Entre os 105 países com licença de paternidade paga obrigatória, a média é de quase dez dias.
“A duração média do totalidade de licenças parentais pagas disponíveis para as mães é de 24,7 semanas, enquanto o totalidade de licenças parentais pagas reservadas aos pais é de exclusivamente 2,2 semanas”, diz a OIT.
Entre os 186 países analisados em 2024, em 80 (43%) havia “uma disparidade de género nas disposições relativas à licença parental remunerada equivalente a três meses ou menos”, enquanto noutros 60 países “esta disparidade de género situa-se entre três e seis meses, e noutros 14 países a disparidade situa-se entre seis meses e um ano”.
“Em 28 países, a diferença de género nas licenças parentais pagas é superior a um ano, enquanto três países não concedem qualquer tipo de licença parental paga a nenhum dos progenitores”, acrescenta.
De concórdia com a OIT, mais de metade da população mundial (57,3%) vive em países onde a disparidade de género nas licenças parentais pagas se situa entre três e seis meses e exclusivamente num país no mundo, Espanha, não existem disparidades de género, uma vez que atualmente a licença de paternidade paga é igual à de maternidade.
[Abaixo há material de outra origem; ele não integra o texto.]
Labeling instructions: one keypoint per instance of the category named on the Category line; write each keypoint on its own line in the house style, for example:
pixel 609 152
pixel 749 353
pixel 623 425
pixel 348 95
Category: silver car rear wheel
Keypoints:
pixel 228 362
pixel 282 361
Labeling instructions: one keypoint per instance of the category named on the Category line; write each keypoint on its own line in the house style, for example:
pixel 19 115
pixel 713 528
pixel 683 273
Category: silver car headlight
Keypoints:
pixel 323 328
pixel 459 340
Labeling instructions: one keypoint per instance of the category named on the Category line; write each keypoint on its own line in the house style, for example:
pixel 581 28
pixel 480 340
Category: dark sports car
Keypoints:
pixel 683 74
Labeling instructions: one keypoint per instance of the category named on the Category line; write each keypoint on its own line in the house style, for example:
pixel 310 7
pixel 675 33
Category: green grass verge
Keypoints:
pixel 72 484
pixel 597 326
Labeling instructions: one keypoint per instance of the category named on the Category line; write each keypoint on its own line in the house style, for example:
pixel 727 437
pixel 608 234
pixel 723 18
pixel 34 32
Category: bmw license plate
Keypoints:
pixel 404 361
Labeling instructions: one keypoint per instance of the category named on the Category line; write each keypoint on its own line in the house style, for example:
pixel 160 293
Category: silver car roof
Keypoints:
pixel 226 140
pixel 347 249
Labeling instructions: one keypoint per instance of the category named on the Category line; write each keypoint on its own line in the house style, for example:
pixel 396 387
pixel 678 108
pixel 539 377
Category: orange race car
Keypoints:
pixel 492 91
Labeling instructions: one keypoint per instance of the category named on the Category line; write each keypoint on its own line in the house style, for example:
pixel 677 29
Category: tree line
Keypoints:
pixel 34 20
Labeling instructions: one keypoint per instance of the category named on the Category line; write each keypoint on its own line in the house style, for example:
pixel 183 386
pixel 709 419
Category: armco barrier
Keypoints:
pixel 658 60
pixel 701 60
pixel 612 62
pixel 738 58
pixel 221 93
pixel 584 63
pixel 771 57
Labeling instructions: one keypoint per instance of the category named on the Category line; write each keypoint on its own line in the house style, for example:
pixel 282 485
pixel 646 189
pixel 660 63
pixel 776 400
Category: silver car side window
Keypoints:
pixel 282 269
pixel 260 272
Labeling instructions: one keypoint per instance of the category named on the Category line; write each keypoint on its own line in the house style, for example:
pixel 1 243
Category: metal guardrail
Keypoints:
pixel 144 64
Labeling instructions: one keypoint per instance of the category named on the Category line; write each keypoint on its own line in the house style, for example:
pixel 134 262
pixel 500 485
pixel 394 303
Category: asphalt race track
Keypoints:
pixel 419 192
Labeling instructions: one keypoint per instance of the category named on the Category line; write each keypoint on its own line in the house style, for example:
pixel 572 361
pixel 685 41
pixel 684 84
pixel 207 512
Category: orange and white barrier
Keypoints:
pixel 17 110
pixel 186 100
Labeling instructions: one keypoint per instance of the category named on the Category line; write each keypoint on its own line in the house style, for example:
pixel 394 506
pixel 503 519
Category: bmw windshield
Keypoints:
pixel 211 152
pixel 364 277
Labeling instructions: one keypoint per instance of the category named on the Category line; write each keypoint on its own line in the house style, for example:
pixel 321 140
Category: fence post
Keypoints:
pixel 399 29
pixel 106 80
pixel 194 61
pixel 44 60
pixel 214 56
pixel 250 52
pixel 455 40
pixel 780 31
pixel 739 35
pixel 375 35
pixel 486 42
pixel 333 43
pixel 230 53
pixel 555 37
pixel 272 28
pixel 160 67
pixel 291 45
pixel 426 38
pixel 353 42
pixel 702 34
A sucursal das Nações Unidas reconhece que os países enfrentam desafios para aumentar as taxas de participação dos pais e que, por isso, estabeleceram a licença de paternidade obrigatória, havendo um grupo de nove países, no qual Portugal se inclui, em que os pais são obrigados a gozar, totalmente ou em segmento, a licença.
Portugal está também entre os sete países, além da Bélgica, França, Japão, Luxemburgo, República da Coreia e Espanha, onde “a duração totalidade das licenças parentais pagas reservadas aos pais representa mais de um terço da duração totalidade do recta à licença parental disponível para os pais”.
Faz ainda segmento do grupo de dez países onde a licença parental reservada ao pai representa metade do totalidade da licença parental paga à família.
A OIT propõe que todos os países ratifiquem as normas da sucursal, reconheçam o papel dos pais na prestação de cuidados, proporcionem licenças pagas a cada um dos progenitores e garantam um financiamento inclusivo.
Leia Também: Migrações: Mais de 11.000 pessoas devolvidas à Líbia nascente ano

Post a comment

Your email address will not be published.